I am a poet at heart. Recently, I decided to get out of my comfort zone and read at an open mic. I have attended a few and each time it is as exciting as the first. It starts with picking out the best poem to read for that evening's events. I imagine taking experience and creating it in descriptive words that put the reader inside my world and see what I have experienced with rhythmic colorful verses.
As the adrenaline grows in me, I watch the clock eagerly, trying to calm my nerves and focus on the day, not on the night's event. Once I arrive, I find a place in the middle of the room, someplace that I can see everyone arriving. The stage lights are turned on and the microphone is plugged in, and the empty space is ready for its first victim. My adrenaline kicks up a notch. My heart starts beating faster and my palms begin to sweat. I look over the poem on the paper and begin to second guess my selection. The sign-up sheet is set out for everyone to add their name. The first spot is always reserved for a certain regular that has never missed a performance. Several others line up to put their name on the sheet. I never rush this process because I know many won't sign up for the second or third spot, and I it will be mine.
As the writers before me take their turn at the microphone, I watch the crowd and see if they are interested in what the writer is saying, or are they as nervous as I am? Not knowing who any of these people are or if they came to hear a story or poem from a close friend or maybe just need to be entertained in a way many have not thought would be entertaining makes me even more frightened and anxious. Finally, the writer before me has finished and the applause dies down.
The emcee of the open mic event says a few things about the last writer and makes a few comments about coming events for anyone interested in participating. Suddenly it is my turn and I am introduced. "Please welcome Barbara to the stage."
The small crowd claps and I meekly move to the stage and the lights glare into my eyes. I slowly edge closer to the microphone and press my palms to my pant legs to remove the perspiration before touching. For a moment my fight or flight instinct kicks in and I am overwhelmed with a surge of power.
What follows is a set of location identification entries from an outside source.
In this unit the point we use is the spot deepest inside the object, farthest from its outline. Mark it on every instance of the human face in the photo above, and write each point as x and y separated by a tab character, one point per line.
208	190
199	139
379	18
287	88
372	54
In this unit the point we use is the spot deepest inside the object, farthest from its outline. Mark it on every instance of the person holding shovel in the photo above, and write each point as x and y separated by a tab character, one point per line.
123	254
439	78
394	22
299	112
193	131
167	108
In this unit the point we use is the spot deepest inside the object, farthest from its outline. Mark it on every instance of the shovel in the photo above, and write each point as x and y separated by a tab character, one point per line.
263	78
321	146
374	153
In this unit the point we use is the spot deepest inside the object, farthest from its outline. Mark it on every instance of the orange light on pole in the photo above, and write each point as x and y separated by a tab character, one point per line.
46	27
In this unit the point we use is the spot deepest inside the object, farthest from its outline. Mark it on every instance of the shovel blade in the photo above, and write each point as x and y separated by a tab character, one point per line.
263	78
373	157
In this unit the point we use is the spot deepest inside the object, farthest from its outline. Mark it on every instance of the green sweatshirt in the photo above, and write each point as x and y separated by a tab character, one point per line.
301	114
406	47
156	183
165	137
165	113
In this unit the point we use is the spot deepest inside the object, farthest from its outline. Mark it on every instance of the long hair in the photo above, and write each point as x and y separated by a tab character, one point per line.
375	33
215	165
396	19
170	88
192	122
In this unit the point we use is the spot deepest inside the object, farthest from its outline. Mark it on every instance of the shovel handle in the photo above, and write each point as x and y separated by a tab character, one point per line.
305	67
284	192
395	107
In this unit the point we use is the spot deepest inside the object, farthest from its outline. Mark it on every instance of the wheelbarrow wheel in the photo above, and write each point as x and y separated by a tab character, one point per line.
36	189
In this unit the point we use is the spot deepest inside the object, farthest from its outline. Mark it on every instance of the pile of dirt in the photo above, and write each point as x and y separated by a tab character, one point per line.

I put on my best smile and introduce myself and the backstory of the poem I have picked out to read. My legs are shaking, and my heart is pounding all the way to my fingertips. I refuse to look out to see if anyone is looking at me. I can feel their eyes focused on me and I keep my eyes on the paper and begin reading. I start to read, and I get through the first few lines and freeze. Losing track of my rhythm and focusing more on the lights and sounds instead of my mission at hand. I apologize and start over. I take a deep breath look out into the audience and let the anticipation of the event disappear from my thoughts.
I begin again and it gets easier as the words take on a life of their own. My heartbeat slows, and even though my legs haven't completely stopped shaking, I endure because I must conquer this fear. I hold the paper up so I can see the crowd watching and listening as I continue. Realizing, I am coming to the end and the fear of no one applauding crosses my mind as I say the final words to my poem and cautiously smile out into the crowd.
Then it happens, the sweet sound of approval. It takes me to a new level of exhilaration. The endorphins have kicked in, I am overwhelmed with a powerful high. The knowledge of conquering my fear, and believing I have been accepted by my peers. As I sit back down and try to listen to the next writer, a few of the participants from the crowd come over to tell me they liked my poem. I thank them as I take deep breaths to bring myself back to reality and unwind before I go home.
The time up on the stage is probably no more than five minutes, but it feels like a lifetime and it flashes before my eyes and then it is over. Part of me wonders why I was so nervous and another part of me never wants to do it again. I need to keep going until it doesn't give me the thrill I am getting from it now. However, that means I will have to find the next place outside of my comfort zone to share what I write.